Quantitative Methods: Gather data to get to decisions.
User engagements that gather data points are often done to facilitate decisions on what to spend efforts on, before defining a final product. But it’s also a method for inspection and iteration of close-to finished products, that leads to design actions. These are three examples.
Surveys
Surveying is a rather limited method, as it mostly provides answers to the questions you know to ask. But it can be a low-effort tool to inform a position: confirm or debunk a prejudice, answer a question, or verify a proposition.
Smoke Tests
A smoke test is a way of measuring the desirability of a digital experience idea, for example by creating a fictional ad campaign and website, then seeing how many people click through on it. When used to evaluate fictional solutions smoke tests sit in an ethical grey zone — they don’t cause any direct harm, but they can definitely be misleading — but have the advantage of delivering hard numbers based on the reactions of real-world users.

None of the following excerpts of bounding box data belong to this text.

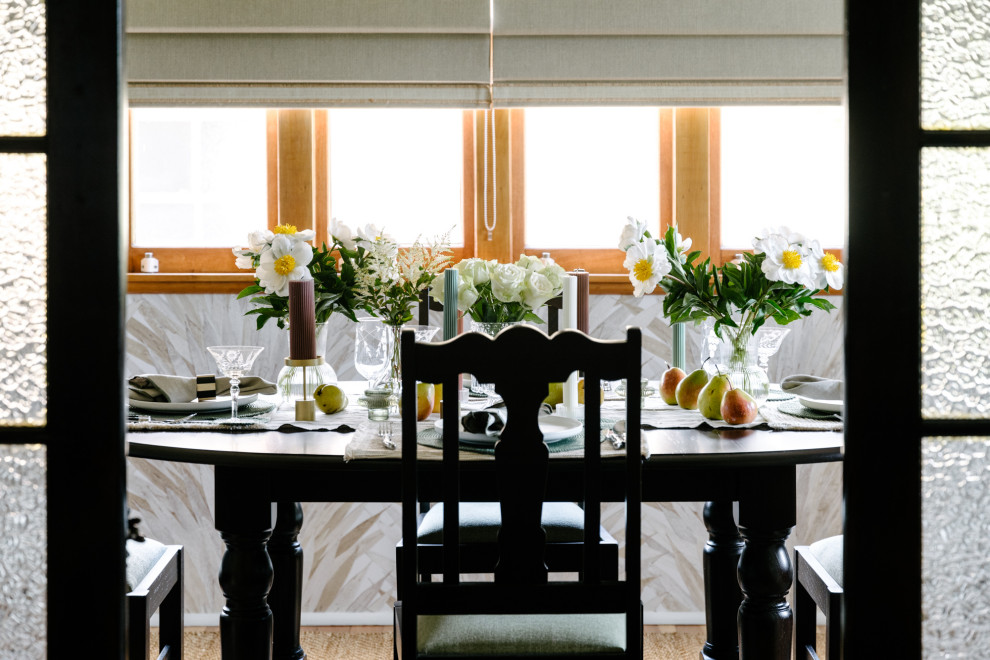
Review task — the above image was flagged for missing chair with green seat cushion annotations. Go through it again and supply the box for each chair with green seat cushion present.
[394,326,643,660]
[794,535,843,660]
[396,502,619,579]
[126,538,183,660]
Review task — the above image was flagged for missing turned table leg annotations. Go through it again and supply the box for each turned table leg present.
[701,501,743,660]
[268,502,306,660]
[215,466,273,660]
[739,466,796,660]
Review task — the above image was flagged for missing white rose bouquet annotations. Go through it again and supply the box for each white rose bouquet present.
[430,254,564,323]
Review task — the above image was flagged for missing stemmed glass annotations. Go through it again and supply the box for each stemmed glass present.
[206,346,265,424]
[354,317,392,388]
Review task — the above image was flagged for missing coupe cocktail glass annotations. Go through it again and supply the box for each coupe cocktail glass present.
[206,346,265,424]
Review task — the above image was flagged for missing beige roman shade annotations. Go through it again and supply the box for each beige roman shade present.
[124,0,845,108]
[493,0,845,106]
[124,0,491,107]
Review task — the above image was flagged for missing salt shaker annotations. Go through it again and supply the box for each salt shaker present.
[141,252,158,273]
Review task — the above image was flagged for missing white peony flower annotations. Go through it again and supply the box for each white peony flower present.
[521,273,557,309]
[255,234,313,296]
[232,248,254,270]
[491,264,526,302]
[619,216,646,250]
[808,240,845,289]
[248,229,275,254]
[275,225,316,242]
[762,234,815,289]
[330,218,357,250]
[622,241,670,298]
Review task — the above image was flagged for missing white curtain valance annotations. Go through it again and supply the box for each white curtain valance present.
[124,0,845,108]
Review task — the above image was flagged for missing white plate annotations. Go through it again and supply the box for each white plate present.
[127,394,258,413]
[798,395,842,413]
[434,415,581,447]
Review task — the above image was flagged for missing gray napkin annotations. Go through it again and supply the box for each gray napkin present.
[127,374,278,403]
[780,374,843,401]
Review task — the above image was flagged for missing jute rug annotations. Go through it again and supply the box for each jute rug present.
[152,626,824,660]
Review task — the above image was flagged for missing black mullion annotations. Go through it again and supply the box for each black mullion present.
[0,135,48,154]
[921,419,990,437]
[921,130,990,147]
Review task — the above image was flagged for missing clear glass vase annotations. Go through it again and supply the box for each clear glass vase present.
[276,323,337,404]
[705,326,770,405]
[380,323,440,396]
[471,319,522,396]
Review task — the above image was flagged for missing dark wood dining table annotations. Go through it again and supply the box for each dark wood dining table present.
[127,426,843,660]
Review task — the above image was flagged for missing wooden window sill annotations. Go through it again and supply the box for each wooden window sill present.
[127,273,254,294]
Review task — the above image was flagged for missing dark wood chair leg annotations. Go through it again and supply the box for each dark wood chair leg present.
[158,549,185,660]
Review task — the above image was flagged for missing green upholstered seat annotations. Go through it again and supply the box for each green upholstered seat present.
[416,614,626,656]
[418,502,584,543]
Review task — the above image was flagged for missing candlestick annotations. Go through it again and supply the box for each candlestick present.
[289,280,316,360]
[557,273,578,417]
[443,268,458,341]
[673,323,687,369]
[571,268,591,335]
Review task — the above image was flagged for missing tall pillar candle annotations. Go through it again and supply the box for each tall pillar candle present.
[289,280,316,360]
[570,268,591,335]
[559,274,578,417]
[443,268,458,341]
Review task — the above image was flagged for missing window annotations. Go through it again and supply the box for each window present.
[720,106,847,250]
[129,106,846,293]
[524,108,660,250]
[329,109,464,247]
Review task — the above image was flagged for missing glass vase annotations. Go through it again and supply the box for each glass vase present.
[275,323,337,404]
[471,319,522,396]
[379,323,440,396]
[705,326,770,405]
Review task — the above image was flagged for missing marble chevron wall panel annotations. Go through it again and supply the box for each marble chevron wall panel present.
[125,294,844,623]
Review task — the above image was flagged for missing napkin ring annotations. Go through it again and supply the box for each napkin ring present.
[196,374,217,401]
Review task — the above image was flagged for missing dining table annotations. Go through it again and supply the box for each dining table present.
[126,382,843,660]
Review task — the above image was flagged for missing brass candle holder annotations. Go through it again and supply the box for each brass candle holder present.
[285,355,323,422]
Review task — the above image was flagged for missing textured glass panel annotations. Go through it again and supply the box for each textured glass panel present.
[921,148,990,419]
[921,438,990,660]
[0,445,48,660]
[0,154,48,426]
[921,0,990,130]
[0,0,46,135]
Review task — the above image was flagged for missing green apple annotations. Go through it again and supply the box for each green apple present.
[416,383,436,422]
[313,385,347,415]
[674,369,708,410]
[719,387,759,424]
[698,374,732,419]
[660,367,687,406]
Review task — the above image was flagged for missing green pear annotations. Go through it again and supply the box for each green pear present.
[698,374,732,419]
[674,369,708,410]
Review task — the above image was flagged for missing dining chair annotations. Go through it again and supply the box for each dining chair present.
[125,537,183,660]
[406,290,619,580]
[393,326,643,660]
[794,534,843,660]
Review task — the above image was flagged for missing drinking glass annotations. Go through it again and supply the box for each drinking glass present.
[206,346,265,424]
[354,318,392,388]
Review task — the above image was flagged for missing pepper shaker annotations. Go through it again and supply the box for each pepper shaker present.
[141,252,158,273]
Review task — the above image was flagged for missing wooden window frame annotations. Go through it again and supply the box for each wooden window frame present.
[127,109,475,294]
[127,107,842,295]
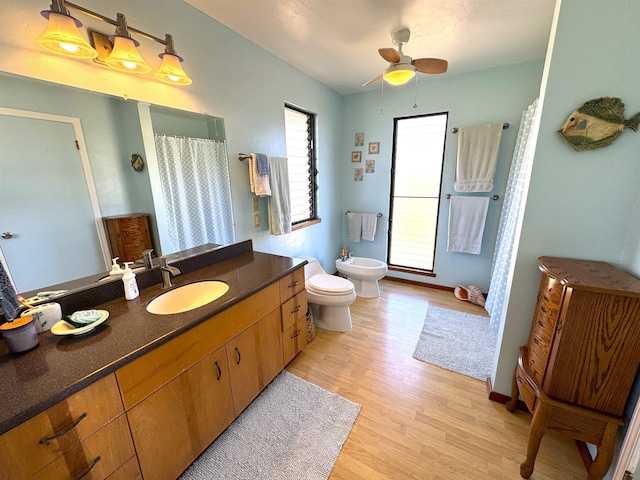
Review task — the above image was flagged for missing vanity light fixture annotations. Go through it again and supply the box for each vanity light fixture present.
[153,34,191,85]
[382,63,416,85]
[37,0,98,58]
[104,13,151,73]
[37,0,191,85]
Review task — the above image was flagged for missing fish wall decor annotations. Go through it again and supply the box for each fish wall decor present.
[558,97,640,152]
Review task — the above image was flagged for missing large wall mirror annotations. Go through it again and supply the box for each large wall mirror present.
[0,73,235,293]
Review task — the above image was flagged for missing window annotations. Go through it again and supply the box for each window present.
[387,113,447,272]
[284,105,317,224]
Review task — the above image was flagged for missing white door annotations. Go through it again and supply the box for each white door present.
[0,112,108,292]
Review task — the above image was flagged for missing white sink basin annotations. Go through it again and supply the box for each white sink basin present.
[147,280,229,315]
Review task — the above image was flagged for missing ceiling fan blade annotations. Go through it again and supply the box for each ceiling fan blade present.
[411,58,449,73]
[362,75,382,87]
[378,48,400,63]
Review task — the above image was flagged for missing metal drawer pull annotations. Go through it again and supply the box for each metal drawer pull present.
[73,455,100,480]
[39,413,87,445]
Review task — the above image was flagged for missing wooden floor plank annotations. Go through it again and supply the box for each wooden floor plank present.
[287,280,586,480]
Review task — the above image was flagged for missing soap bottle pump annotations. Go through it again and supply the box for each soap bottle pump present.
[122,262,140,300]
[109,257,124,278]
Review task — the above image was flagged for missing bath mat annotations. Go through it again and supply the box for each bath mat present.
[180,371,361,480]
[413,305,498,380]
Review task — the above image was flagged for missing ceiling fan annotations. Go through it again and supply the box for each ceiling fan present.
[362,27,448,87]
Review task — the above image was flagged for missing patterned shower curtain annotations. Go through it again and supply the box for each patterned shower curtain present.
[154,134,235,251]
[485,99,540,330]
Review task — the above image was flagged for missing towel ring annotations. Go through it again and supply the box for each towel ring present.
[444,193,500,200]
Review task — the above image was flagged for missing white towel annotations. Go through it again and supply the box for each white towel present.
[347,212,362,243]
[269,157,291,235]
[447,195,489,255]
[362,213,378,242]
[453,123,502,192]
[249,153,271,197]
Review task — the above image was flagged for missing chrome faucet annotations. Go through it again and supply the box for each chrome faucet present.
[142,248,153,270]
[160,257,181,289]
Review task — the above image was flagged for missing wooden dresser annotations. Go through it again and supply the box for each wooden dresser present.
[507,257,640,480]
[104,213,153,263]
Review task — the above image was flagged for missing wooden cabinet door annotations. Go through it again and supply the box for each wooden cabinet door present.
[127,347,234,480]
[226,308,284,416]
[281,290,307,365]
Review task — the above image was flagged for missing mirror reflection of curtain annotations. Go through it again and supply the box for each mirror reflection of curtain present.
[485,100,540,330]
[154,134,235,251]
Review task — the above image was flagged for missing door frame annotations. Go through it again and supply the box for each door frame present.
[0,107,111,283]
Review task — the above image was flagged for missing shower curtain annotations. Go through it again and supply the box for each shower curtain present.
[485,99,540,330]
[154,134,235,252]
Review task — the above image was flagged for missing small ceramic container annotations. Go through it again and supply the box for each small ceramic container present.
[0,317,38,353]
[20,302,62,333]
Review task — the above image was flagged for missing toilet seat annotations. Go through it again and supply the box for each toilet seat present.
[306,273,354,296]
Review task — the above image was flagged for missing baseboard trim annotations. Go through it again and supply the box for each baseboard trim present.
[576,440,593,472]
[384,276,454,292]
[486,377,529,412]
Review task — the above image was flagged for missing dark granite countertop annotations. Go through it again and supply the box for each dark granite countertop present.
[0,241,306,434]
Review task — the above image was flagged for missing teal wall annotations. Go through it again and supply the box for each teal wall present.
[342,60,543,292]
[494,0,640,472]
[0,0,343,271]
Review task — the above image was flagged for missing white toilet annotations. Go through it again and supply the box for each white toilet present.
[336,257,387,298]
[303,257,356,332]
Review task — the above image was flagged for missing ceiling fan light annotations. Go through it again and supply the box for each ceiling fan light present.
[105,35,151,73]
[382,64,416,85]
[153,53,191,85]
[36,10,98,58]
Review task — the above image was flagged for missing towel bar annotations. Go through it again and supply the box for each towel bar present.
[444,193,500,200]
[344,210,382,217]
[451,123,509,133]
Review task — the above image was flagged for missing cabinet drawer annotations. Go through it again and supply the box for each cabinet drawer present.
[116,283,280,410]
[107,457,142,480]
[0,375,124,479]
[279,267,304,303]
[30,414,135,480]
[281,290,307,332]
[516,365,537,412]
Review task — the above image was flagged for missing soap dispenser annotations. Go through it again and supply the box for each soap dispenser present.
[109,257,124,278]
[122,262,140,300]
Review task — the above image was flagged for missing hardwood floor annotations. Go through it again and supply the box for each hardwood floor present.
[287,280,586,480]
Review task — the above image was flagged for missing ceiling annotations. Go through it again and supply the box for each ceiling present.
[185,0,555,94]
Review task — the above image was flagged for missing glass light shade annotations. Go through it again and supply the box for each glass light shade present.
[36,10,98,58]
[105,35,151,73]
[153,53,191,85]
[382,65,416,85]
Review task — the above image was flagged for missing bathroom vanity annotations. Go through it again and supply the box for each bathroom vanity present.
[0,241,307,480]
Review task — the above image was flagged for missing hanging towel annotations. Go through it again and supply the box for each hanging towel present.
[347,212,362,243]
[256,153,269,175]
[447,195,489,255]
[249,153,271,197]
[453,123,502,192]
[362,213,378,242]
[0,262,20,322]
[269,157,291,235]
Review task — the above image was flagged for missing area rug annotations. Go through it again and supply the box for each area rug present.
[180,371,361,480]
[413,305,497,380]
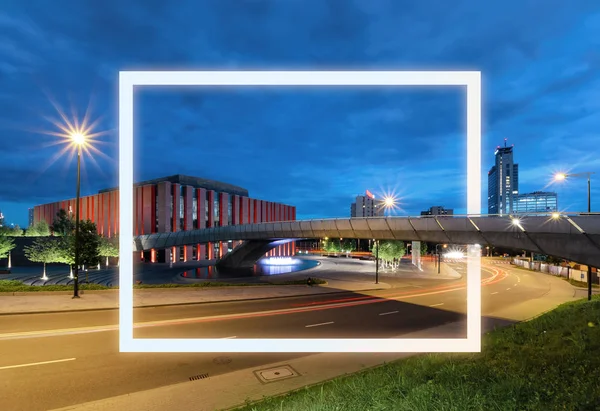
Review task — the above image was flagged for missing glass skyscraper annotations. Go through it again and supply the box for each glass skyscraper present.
[488,139,519,215]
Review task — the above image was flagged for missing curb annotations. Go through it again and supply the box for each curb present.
[0,290,88,297]
[0,283,327,297]
[0,288,384,317]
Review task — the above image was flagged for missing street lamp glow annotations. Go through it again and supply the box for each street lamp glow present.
[71,131,85,146]
[554,173,567,181]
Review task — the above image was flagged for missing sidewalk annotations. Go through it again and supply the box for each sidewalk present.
[0,279,390,315]
[45,320,520,411]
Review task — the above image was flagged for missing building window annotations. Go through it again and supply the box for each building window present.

You perform smoke tests in order to inform or iterate; to eliminate ideas from a large pool in order to focus your efforts. They’re much less useful, though, for generating new ideas or solving problems. Smoke tests only answer the question “is this more desirable than that?”, and tell you nothing about why. You need a large enough volume of smoke tests, with similar executions, in order to produce comparable results.
In-Market Testing
In-market testing means releasing a product in a limited, monitored way. This can be a good way to inspect a nearly finished product, by gathering data on key indicators like performance, adoption, and discoverability. Depending on how the test is set up for monitoring, different types of outputs can be generated. Like smoke tests, in-market testing can be used to kill off ideas, but it can also be a way to find new problems. In-market testing requires a nearly finished product or feature to be valuable. The more complex the product, the more complex the testing.
Conclusion
It’s always about increased confidence.
All types of user engagements should be designed to enable the team to act with more confidence. They should give stakeholders confidence that the product is desirable, give developers confidence that it’s stable, and make designers confident that they are solving the right problem.
User engagements are active. They create opportunities, and they let you iterate and execute versions of a product. Engagements that are done within the design process may take more or less time, and produce outcomes with higher or lower fidelity, but they should always propel the product forward. They should be performed with small groups of users, preferably face to face. This allows multiple things to happen at once. Non-verbalized problems are often spotted in face-to-face settings, that would never appear in a phone interview or survey.
This is when the new behaviors and opportunities are found, because similar tendencies are observed across users. When users say one thing and do another, this is the moment when new ideas are born . More importantly, these moments offer clarity and bring us closer to action — the highest goal of any kind of engagement.
Design research is only as good as the action it enables
PS. With user testing, it’s usually better to see what people do instead of listening to what they say. It’s also important to notice what they don’t do. When you notice their actions or lack thereof, start asking questions but not directly. Not “Why did you do X?” or “Why didn’t you do Y?”.